Contaminated water at the Fukushima Daiichi NPPs, continuingly generated during the cooling of fuel debris in the reactor buildings, is being purified using the Advanced Liquid Processing System (ALPS). One ongoing issue, however, has been the handling of the treated water containing tritium, which ALPS cannot remove.
In a report released in February on discussions up to that time, an ANRE committee said that offshore release and vapor release were both practical methods for handling the treated water, adding that measures to prevent unfounded fears and rumors also needed to be enhanced and strengthened.
On April 2, the International Atomic Energy Agency (IAEA) released a report reviewing that report. While agreeing that both types of release were technically feasible, it also noted that a decision on a disposal method would have to be made urgently with the involvement of all stakeholders.

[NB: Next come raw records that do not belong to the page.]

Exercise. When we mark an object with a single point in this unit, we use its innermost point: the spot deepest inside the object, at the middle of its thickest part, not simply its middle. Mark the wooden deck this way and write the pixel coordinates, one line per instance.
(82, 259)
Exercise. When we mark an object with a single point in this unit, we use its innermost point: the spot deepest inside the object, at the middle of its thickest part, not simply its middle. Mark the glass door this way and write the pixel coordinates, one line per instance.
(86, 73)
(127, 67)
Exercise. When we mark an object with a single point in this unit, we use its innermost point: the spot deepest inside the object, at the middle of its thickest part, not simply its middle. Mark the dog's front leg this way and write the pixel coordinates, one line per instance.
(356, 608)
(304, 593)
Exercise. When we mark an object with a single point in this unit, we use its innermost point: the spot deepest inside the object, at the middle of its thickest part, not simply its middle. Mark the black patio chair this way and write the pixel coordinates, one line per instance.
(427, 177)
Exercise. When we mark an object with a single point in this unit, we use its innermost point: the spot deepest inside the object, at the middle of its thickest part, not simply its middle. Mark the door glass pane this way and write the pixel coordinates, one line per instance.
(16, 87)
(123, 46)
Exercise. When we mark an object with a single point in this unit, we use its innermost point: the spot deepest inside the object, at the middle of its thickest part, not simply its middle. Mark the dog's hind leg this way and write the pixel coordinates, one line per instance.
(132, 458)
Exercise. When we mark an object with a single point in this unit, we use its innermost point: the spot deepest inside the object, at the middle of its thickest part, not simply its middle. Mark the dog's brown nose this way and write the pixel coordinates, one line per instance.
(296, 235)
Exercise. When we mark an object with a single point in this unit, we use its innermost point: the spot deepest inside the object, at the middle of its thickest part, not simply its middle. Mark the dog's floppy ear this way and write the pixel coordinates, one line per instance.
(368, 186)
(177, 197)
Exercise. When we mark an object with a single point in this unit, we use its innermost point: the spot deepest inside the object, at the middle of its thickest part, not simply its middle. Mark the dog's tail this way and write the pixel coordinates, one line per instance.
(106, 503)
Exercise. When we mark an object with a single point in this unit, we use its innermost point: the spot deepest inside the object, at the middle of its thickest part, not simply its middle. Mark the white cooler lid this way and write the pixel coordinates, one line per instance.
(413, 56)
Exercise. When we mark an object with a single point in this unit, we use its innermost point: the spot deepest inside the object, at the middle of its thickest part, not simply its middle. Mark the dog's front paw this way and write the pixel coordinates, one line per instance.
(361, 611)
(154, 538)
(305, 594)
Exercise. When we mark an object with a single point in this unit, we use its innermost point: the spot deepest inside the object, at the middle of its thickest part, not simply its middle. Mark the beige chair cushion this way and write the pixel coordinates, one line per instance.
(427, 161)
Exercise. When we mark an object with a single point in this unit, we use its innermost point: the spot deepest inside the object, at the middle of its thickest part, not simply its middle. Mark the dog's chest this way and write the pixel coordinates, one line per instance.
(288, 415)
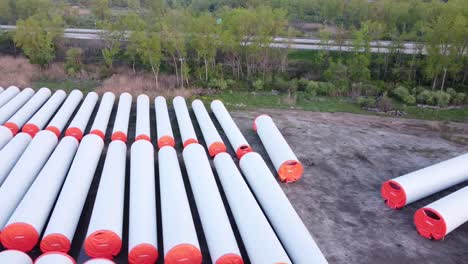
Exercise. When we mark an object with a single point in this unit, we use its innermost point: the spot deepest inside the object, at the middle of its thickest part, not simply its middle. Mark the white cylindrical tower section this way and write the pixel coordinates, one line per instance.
(260, 240)
(288, 167)
(15, 256)
(237, 140)
(180, 237)
(416, 185)
(104, 236)
(10, 154)
(17, 121)
(40, 119)
(57, 124)
(441, 217)
(10, 108)
(54, 258)
(212, 138)
(24, 172)
(289, 227)
(142, 236)
(27, 222)
(81, 119)
(187, 132)
(66, 214)
(218, 232)
(101, 120)
(122, 117)
(163, 123)
(8, 94)
(142, 131)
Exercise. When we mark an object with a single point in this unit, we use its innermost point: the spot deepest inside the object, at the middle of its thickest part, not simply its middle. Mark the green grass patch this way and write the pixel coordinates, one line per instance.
(68, 85)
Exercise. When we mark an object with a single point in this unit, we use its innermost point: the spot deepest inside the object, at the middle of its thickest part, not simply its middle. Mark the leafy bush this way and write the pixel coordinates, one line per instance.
(442, 99)
(426, 97)
(367, 102)
(73, 63)
(258, 84)
(385, 103)
(458, 99)
(401, 93)
(220, 84)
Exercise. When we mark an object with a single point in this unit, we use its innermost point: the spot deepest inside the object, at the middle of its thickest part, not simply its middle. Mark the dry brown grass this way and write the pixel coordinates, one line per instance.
(142, 83)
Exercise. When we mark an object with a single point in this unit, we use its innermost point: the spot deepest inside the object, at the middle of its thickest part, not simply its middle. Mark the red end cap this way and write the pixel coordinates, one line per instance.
(290, 171)
(166, 141)
(19, 236)
(230, 259)
(12, 126)
(242, 150)
(31, 129)
(55, 242)
(393, 194)
(255, 121)
(143, 254)
(430, 223)
(143, 137)
(119, 136)
(216, 148)
(184, 253)
(98, 133)
(190, 141)
(74, 132)
(72, 260)
(103, 244)
(54, 130)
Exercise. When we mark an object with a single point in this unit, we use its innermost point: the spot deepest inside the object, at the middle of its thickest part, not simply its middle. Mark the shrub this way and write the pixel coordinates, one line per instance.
(220, 84)
(458, 99)
(426, 97)
(442, 99)
(401, 93)
(258, 84)
(385, 103)
(73, 63)
(367, 102)
(409, 100)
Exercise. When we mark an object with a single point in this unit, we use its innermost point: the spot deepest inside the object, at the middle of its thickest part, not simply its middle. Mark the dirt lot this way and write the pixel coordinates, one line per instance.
(346, 158)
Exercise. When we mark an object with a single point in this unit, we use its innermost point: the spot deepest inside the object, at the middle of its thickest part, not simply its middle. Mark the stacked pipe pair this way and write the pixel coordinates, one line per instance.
(441, 217)
(28, 220)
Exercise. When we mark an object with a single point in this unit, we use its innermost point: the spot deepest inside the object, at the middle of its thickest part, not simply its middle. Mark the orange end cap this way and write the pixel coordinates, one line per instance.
(430, 223)
(31, 129)
(56, 253)
(393, 194)
(12, 126)
(190, 141)
(54, 130)
(119, 136)
(74, 132)
(255, 121)
(242, 150)
(103, 244)
(143, 254)
(290, 171)
(55, 242)
(98, 133)
(166, 141)
(143, 137)
(19, 236)
(230, 259)
(216, 148)
(183, 253)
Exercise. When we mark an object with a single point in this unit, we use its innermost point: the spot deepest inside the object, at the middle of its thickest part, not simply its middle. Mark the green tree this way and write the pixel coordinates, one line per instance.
(37, 36)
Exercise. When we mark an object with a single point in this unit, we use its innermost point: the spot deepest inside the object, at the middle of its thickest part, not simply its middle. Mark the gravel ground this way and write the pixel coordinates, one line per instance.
(346, 158)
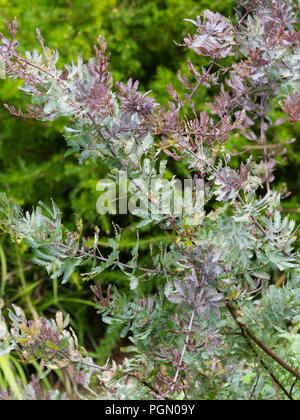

At the April 6 meeting to hear various people’s opinions, Governor Uchibori explained the state of recovery of industries in the prefecture. Looking at fisheries, he referred to the reconstruction of fishing ports, where testing operations are being gradually expanded to the extent that the shipment of seafood is no longer restricted.
In the agricultural sector, meanwhile, the governor pointed out the reality of the gaps between product prices and national averages, citing increasing competition among various types of agricultural production. He also talked about the continuing restriction of imports of Fukushima-produced products by several countries and regions, and touched upon the numbers of tourists to the area.
“Tenacious activities are essential over a long period to eliminate unfounded fears and rumors,” he said, insisting that information on present conditions in Fukushima and accurate understanding of radiation “are not being properly disseminated.” He also asked the national government to take prudent action on how to dispose the treated contaminated water.
At the same hearing, Chairman Hidenori Koito of the Fukushima Ryokan Hotel Association adamantly stated that “no matter how much the contaminated water is diluted, the people’s level of anxiety will not be totally eliminated. Fears and rumors are not unfounded, but are acts intended to hurt others.”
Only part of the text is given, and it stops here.